# XML > JSON > CSV conversion

In [1]:
# this is converting the xml to json and printing to a file

In [2]:
import json, xmltodict, xml

In [3]:
XML = 'xml-file.xml'

In [4]:
with open(XML) as fd:
    doc = xmltodict.parse(fd.read())
    
j = json.dumps(doc)

In [5]:
output_file = open('test' + '.json', 'w')
output_file.write(j)

1647593

Here's a sample of the converted file: 

`{
  "Recordset": {
    "@setCount": "3209", 
    "Record": [
      {
        "@setEntry": "0", 
        "Access-Restrictions": null, 
        "AccessionNumber": "2002-01", 
        "Archives-Location": "JB-13", 
        "Date-Received": "29 May 2002", 
        "Description": "Co-Op News Bulletins", 
        "Donor-Office": "Co-Coordinator Shani Pearson Seton Annex 3A", 
        "Extent": null, 
        "Inclusive-Date": "Summer 1999 to Winter 2000", 
        "Notes": null, 
        "Title": "Co-operative Education"
      }, `
      
For the script to work, I had to remove the following:

`"Recordset": {
    "@setCount": "3209",`
    
Don't forget to remove the closing `}` at the bottom of the file.

In [8]:
# this code is converting the json to csv

In a text editor, paste the following script:

In [None]:
# source code found here: https://github.com/vinay20045/json-to-csv #

import sys
import json
import csv

##
# Convert to string keeping encoding in mind...
##
def to_string(s):
    try:
        return str(s)
    except:
        #Change the encoding type if needed
        return s.encode('utf-8')


##
# This function converts an item like 
# {
#   "item_1":"value_11",
#   "item_2":"value_12",
#   "item_3":"value_13",
#   "item_4":["sub_value_14", "sub_value_15"],
#   "item_5":{
#       "sub_item_1":"sub_item_value_11",
#       "sub_item_2":["sub_item_value_12", "sub_item_value_13"]
#   }
# }
# To
# {
#   "node_item_1":"value_11",
#   "node_item_2":"value_12",
#   "node_item_3":"value_13",
#   "node_item_4_0":"sub_value_14", 
#   "node_item_4_1":"sub_value_15",
#   "node_item_5_sub_item_1":"sub_item_value_11",
#   "node_item_5_sub_item_2_0":"sub_item_value_12",
#   "node_item_5_sub_item_2_0":"sub_item_value_13"
# }
##
def reduce_item(key, value):
    global reduced_item
    
    #Reduction Condition 1
    if type(value) is list:
        i=0
        for sub_item in value:
            reduce_item(key+'_'+to_string(i), sub_item)
            i=i+1

    #Reduction Condition 2
    elif type(value) is dict:
        sub_keys = value.keys()
        for sub_key in sub_keys:
            reduce_item(key+'_'+to_string(sub_key), value[sub_key])
    
    #Base Condition
    else:
        reduced_item[to_string(key)] = to_string(value)

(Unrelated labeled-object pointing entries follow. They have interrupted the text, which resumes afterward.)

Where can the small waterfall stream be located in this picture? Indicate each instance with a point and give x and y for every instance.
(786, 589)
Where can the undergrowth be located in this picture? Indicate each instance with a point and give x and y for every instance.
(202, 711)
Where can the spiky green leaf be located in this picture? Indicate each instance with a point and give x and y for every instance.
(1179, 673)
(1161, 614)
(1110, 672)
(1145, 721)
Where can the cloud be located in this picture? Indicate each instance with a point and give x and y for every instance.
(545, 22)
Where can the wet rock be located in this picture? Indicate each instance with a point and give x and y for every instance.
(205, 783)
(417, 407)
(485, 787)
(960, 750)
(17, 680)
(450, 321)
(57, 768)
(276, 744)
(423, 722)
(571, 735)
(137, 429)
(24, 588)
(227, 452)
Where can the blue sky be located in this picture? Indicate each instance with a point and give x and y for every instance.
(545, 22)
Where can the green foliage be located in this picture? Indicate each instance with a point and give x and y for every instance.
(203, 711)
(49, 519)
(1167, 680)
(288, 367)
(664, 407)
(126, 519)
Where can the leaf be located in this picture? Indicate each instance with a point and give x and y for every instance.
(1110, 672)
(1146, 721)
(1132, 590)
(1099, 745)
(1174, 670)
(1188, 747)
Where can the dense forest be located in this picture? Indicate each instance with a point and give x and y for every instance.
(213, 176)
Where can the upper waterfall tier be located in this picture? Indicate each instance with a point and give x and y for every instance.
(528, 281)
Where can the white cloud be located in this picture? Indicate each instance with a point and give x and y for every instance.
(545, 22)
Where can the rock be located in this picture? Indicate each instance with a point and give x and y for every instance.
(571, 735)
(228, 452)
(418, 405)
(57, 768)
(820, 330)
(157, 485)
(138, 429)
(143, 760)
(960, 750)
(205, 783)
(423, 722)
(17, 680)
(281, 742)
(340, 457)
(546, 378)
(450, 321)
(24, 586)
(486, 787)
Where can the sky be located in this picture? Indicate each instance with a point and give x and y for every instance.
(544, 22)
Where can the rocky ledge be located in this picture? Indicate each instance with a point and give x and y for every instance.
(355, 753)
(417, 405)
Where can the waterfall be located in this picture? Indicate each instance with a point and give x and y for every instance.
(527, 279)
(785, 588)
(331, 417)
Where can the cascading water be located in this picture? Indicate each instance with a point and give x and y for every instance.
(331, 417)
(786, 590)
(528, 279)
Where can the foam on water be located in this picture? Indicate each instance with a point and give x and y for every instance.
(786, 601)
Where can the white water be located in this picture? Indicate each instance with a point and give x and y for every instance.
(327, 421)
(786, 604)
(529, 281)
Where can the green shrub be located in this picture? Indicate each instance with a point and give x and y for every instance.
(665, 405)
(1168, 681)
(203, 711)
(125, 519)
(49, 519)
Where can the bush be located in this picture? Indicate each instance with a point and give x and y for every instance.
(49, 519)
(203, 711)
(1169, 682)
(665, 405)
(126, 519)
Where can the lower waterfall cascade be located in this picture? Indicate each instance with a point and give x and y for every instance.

if __name__ == "__main__":
    if len(sys.argv) != 4:
        print ("\nUsage: python json_to_csv.py <node> <json_in_file_path> <csv_out_file_path>\n")
    else:
        #Reading arguments
        node = sys.argv[1]
        json_file_path = sys.argv[2]
        csv_file_path = sys.argv[3]

        fp = open(json_file_path, 'r')
        json_value = fp.read()
        raw_data = json.loads(json_value)
        fp.close()
        
        try:
            data_to_be_processed = raw_data[node]
        except:
            data_to_be_processed = raw_data

        processed_data = []
        header = []
        for item in data_to_be_processed:
            reduced_item = {}
            reduce_item(node, item)

            header += reduced_item.keys()

            processed_data.append(reduced_item)

        header = list(set(header))
        header.sort()

        with open(csv_file_path, 'w+') as f:
            writer = csv.DictWriter(f, header, quoting=csv.QUOTE_ALL)
            writer.writeheader()
            for row in processed_data:
                writer.writerow(row)

        print ("Just completed writing csv file with %d columns" % len(header))

Save this file as `json_to_csv.py`, making sure it's in the same folder as the json file you want to convert.
Navigate to the folder in a terminal window, and then type the following command:

`json_to_csv.py <node> <json_in_file_path> <csv_out_file_path>`

For this file, the `<node>` is `Record`; the `<json_in_file_path>` is `test.json`; and the `<csv_out_file_path>` is `output.csv`.